I'll add the ferts right after once the tank is full. Traces, KNO3, KH2PO4, GH booster. That's it.
You do this every day at 50%, you do not need to any other dosing and the system is extremely stable, but you cannot over do the water changes nor is it difficult to reset any dosing errors you might make by simply doing an extra water change or if there's a problem, do another water change, or a larger % say, 70% etc.
This resets the tank and rules out any nutrient related issue, because 70% or more of the tank is now just like a reference standard solution, that is the idea behind EI to begin with, 50% weekly seems like a lot of water to change unless you have high bioloads, but it really does not take long vs say 20% and we have clean and prune etc more often than that generally.
If you do daily 50-70% and dose back right after the water change, now after a week or so, you are going to be very very close the reference solution, no test kit needed.

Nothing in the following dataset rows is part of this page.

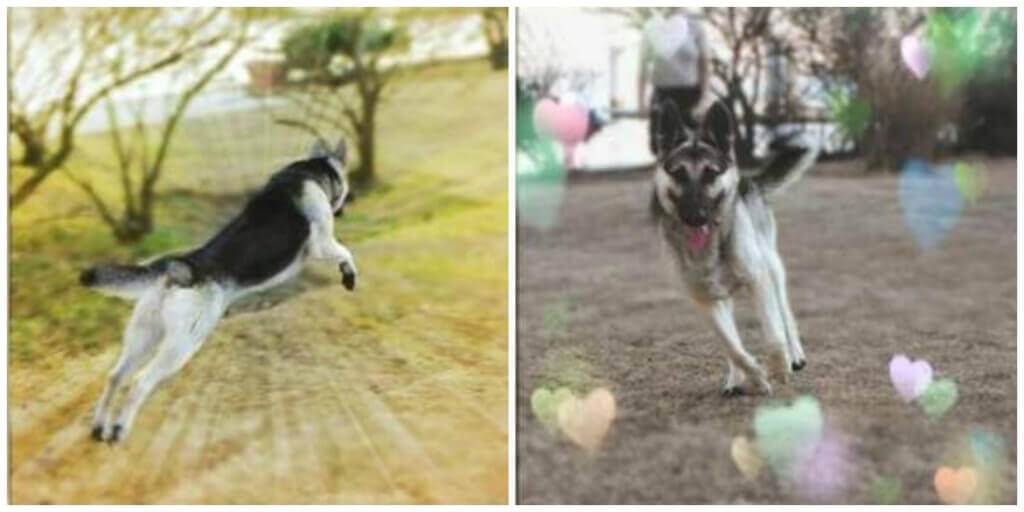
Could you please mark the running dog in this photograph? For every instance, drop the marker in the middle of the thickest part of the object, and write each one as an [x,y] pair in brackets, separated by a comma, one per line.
[180,298]
[721,231]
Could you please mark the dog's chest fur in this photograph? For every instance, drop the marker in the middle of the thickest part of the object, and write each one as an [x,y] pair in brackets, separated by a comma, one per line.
[709,274]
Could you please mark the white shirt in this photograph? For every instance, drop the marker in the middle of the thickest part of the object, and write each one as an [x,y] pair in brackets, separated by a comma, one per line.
[675,44]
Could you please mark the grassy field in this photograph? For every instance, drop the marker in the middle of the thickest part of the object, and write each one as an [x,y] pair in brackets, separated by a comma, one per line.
[396,393]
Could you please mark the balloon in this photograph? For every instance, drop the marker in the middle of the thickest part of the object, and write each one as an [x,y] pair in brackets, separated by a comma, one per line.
[565,122]
[915,55]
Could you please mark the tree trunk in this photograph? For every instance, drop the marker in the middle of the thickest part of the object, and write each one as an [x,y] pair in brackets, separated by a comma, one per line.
[133,227]
[28,186]
[365,175]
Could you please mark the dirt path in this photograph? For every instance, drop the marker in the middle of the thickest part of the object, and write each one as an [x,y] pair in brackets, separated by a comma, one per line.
[270,413]
[396,393]
[861,292]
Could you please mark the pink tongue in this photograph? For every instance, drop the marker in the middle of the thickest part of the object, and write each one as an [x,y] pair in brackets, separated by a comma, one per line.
[697,237]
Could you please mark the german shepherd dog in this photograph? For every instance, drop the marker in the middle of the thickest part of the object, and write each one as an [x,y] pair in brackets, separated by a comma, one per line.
[722,236]
[179,298]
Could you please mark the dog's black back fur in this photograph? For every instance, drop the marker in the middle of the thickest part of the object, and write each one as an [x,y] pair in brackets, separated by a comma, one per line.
[268,233]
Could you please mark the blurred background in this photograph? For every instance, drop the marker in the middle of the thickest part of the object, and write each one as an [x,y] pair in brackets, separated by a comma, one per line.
[838,74]
[137,131]
[901,240]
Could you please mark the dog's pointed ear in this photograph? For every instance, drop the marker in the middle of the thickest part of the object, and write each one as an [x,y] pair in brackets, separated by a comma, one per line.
[318,148]
[341,152]
[675,131]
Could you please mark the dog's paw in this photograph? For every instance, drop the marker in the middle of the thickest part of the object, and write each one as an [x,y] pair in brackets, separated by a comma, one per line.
[780,367]
[347,276]
[730,391]
[117,433]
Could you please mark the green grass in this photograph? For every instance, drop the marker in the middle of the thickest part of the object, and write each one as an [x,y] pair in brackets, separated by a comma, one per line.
[441,163]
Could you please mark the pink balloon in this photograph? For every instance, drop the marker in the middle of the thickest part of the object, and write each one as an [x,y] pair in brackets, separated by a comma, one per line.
[915,55]
[570,125]
[567,123]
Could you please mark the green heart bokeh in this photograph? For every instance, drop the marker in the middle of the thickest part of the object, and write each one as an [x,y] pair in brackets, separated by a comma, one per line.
[784,433]
[886,491]
[545,404]
[938,397]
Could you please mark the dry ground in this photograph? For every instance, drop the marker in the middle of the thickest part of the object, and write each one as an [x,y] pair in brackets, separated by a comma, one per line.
[395,393]
[861,292]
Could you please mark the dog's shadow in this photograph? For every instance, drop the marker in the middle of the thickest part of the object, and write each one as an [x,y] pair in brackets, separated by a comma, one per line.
[270,298]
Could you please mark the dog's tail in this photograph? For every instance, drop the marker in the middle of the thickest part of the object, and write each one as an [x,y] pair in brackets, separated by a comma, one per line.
[130,282]
[786,165]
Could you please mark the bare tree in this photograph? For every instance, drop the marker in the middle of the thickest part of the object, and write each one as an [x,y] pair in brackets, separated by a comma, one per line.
[140,155]
[64,61]
[343,58]
[496,28]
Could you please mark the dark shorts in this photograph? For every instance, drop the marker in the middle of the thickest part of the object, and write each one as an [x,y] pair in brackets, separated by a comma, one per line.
[662,117]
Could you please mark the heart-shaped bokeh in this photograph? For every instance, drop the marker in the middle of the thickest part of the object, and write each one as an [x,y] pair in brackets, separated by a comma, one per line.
[786,434]
[745,456]
[909,379]
[987,449]
[823,471]
[886,491]
[545,403]
[972,181]
[915,55]
[939,397]
[955,486]
[930,200]
[587,421]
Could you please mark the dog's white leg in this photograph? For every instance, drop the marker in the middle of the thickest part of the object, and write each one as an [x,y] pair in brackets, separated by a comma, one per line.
[316,208]
[144,329]
[188,314]
[772,325]
[792,332]
[750,256]
[720,313]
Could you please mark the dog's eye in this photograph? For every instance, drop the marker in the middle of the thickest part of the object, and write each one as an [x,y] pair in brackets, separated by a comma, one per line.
[709,174]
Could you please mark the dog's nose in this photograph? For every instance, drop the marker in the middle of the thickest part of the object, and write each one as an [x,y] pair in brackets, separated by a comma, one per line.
[694,216]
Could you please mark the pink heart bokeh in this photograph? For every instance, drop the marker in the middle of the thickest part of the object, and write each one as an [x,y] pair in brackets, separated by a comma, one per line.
[909,379]
[915,55]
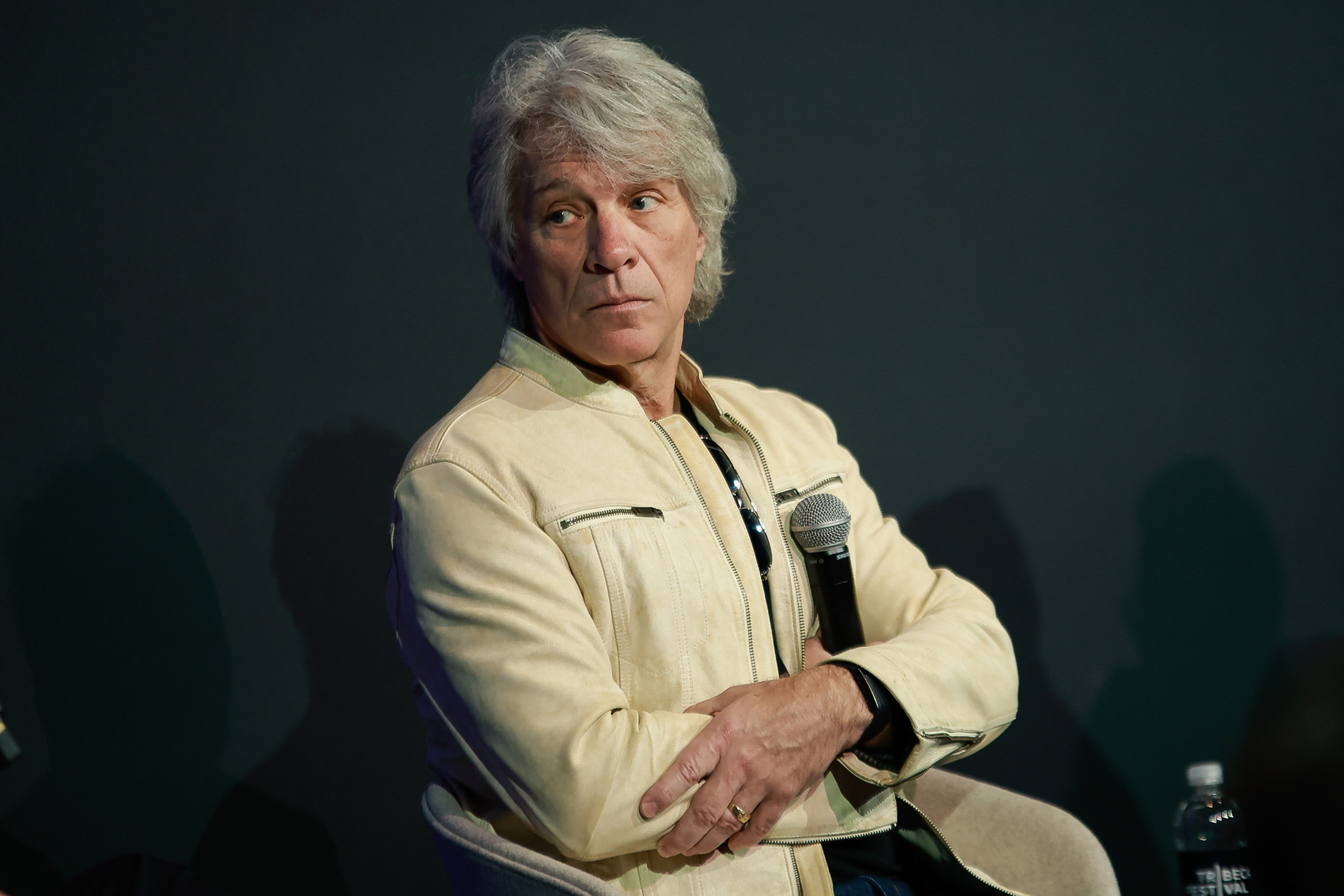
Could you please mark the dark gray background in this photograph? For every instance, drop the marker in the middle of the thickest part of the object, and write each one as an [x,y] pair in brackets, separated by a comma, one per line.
[1047,250]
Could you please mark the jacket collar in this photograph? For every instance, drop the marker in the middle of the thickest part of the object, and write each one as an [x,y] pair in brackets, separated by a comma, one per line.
[529,358]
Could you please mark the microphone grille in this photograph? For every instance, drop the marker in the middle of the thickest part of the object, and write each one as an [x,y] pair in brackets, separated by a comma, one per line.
[820,523]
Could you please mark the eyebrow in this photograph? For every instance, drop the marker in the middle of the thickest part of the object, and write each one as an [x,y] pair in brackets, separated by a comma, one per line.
[560,183]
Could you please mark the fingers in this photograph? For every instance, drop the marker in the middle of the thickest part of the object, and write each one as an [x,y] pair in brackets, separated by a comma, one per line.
[707,820]
[714,706]
[695,761]
[764,818]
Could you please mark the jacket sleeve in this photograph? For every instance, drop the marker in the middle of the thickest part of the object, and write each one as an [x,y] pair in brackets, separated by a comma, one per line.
[936,642]
[496,629]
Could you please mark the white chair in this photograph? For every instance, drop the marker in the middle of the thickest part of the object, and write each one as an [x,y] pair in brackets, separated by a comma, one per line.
[482,863]
[1017,843]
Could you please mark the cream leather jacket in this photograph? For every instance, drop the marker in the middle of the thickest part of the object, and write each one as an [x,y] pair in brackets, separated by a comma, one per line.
[572,575]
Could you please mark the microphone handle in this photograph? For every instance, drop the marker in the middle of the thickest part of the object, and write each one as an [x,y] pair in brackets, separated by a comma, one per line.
[831,577]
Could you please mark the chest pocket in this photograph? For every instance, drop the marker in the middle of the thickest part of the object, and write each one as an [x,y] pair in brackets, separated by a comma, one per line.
[655,603]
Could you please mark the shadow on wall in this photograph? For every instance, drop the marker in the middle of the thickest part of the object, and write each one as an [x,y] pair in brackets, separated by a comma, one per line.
[123,632]
[971,534]
[1291,775]
[1203,614]
[357,759]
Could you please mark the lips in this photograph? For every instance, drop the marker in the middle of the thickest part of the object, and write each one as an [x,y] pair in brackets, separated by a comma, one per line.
[625,303]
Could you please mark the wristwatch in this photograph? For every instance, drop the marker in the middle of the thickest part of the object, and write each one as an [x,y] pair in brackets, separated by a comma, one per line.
[875,695]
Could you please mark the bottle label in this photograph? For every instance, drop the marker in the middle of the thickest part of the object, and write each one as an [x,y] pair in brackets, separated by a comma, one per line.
[1215,874]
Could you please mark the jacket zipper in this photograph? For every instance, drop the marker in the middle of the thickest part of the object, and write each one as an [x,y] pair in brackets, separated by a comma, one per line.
[828,839]
[654,513]
[714,527]
[784,536]
[788,495]
[797,878]
[953,852]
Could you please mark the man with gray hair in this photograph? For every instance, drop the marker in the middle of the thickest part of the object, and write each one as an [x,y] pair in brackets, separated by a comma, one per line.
[593,578]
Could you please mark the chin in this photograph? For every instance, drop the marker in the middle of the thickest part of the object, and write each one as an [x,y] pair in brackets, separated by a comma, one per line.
[625,346]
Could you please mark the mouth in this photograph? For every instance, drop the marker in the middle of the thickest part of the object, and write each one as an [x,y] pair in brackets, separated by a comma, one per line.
[621,304]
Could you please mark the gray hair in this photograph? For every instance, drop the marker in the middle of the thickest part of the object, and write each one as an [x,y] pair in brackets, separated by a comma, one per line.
[617,103]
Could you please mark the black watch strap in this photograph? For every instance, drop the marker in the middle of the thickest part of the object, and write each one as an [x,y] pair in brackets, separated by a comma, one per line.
[875,695]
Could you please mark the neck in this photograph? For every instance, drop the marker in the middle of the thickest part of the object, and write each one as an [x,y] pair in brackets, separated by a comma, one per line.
[652,381]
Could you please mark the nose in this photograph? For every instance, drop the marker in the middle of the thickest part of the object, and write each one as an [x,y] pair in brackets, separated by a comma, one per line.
[611,246]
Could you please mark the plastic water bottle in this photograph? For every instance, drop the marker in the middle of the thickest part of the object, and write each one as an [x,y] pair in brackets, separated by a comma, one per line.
[1211,837]
[9,746]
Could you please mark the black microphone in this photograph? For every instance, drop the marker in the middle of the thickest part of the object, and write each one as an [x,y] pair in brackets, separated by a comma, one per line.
[820,524]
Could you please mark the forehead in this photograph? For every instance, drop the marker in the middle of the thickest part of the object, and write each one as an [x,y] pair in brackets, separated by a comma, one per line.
[551,162]
[568,172]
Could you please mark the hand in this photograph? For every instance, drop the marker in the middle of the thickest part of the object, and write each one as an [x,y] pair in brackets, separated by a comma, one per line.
[768,743]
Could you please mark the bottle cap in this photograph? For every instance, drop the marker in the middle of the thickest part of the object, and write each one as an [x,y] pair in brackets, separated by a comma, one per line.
[1205,774]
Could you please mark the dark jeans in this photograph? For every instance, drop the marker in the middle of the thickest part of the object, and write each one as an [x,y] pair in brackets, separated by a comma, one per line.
[874,887]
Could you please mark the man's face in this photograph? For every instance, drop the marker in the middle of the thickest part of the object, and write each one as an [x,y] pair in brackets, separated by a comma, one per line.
[608,267]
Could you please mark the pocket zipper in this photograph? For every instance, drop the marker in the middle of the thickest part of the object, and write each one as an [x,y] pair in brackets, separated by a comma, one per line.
[654,513]
[788,495]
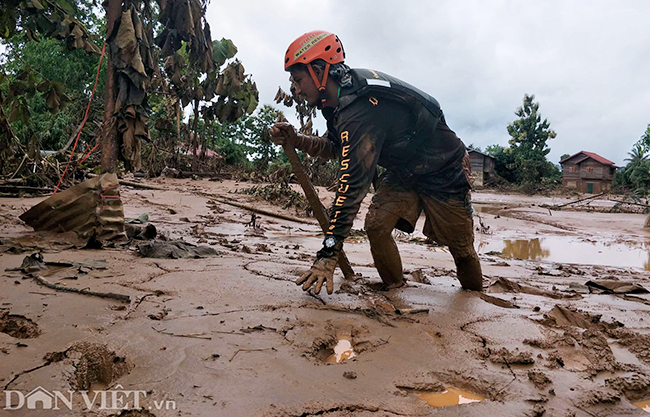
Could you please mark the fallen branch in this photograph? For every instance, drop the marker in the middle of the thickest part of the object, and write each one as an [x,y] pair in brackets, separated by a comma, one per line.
[191,336]
[17,188]
[48,284]
[629,202]
[262,211]
[135,184]
[19,166]
[248,350]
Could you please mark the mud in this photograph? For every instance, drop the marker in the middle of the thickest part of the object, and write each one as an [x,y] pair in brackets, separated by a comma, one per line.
[18,326]
[93,365]
[232,335]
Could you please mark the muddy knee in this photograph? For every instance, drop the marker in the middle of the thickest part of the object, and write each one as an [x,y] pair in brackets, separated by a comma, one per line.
[379,224]
[468,269]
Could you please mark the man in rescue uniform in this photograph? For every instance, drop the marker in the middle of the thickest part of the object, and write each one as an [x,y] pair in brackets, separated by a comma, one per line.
[375,119]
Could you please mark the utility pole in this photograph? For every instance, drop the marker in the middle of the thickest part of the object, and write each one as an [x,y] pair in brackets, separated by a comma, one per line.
[109,135]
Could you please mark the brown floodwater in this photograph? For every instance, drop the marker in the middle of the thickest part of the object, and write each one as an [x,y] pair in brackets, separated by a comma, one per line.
[566,249]
[450,396]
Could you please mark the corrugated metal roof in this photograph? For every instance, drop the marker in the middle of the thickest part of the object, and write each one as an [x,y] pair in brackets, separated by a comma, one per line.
[92,207]
[587,155]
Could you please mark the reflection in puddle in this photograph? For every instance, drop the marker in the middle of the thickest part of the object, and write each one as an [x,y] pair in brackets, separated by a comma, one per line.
[566,249]
[450,396]
[98,386]
[644,405]
[623,355]
[525,249]
[342,351]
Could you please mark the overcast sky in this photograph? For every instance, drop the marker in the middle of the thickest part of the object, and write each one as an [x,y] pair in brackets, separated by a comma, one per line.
[586,61]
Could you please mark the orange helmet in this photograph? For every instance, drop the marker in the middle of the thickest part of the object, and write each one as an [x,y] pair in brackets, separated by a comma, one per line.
[312,46]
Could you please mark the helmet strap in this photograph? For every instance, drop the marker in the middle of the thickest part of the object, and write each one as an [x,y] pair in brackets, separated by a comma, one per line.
[319,84]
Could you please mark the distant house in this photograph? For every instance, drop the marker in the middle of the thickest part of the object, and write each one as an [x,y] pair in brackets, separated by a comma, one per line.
[482,167]
[588,172]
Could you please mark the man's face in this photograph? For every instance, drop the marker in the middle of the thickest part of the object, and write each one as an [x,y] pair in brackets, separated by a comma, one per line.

So you can rule out any such errors with nutrients rather easily with water changes and dosing with dry powders or liquids. Light can be measured some what reasonably these days using a PAR meter, leaving only CO2 as the thorn in everyone's side.
Common aquarium care things like filter cleaning and other basics often get over looked at times also. But those can be addressed also.
The general idea it limit the amount of variables, rule things out and leave yourself with only a few things to monkey with. If you try and measure and test every darn thing, it's simply too much work, data to mull through, too hard to interpt.
Some think they have to do that. There are easier ways to get around it.
Some might hate water changes, so they are willing to do the calibrations and use the test kits and live with the assumptions. That's fine as well. I have great tap, so I use it and make and automate the water changes to remove the issues with changing water. You cannot automate the test however. I also have my arm in 24" or more of water if the tank is full, I like 1/2 the water gone so I can work and prune and tend the tank, this hobby is about aquatic horticulture, not set and never touch again.
You can do either, but generally it's better for most folks to get in and prune and clean with the tank 1/2 full, so while it drains and refills, that gives you about 10-60 minutes to clean inside depending on the fill rate etc.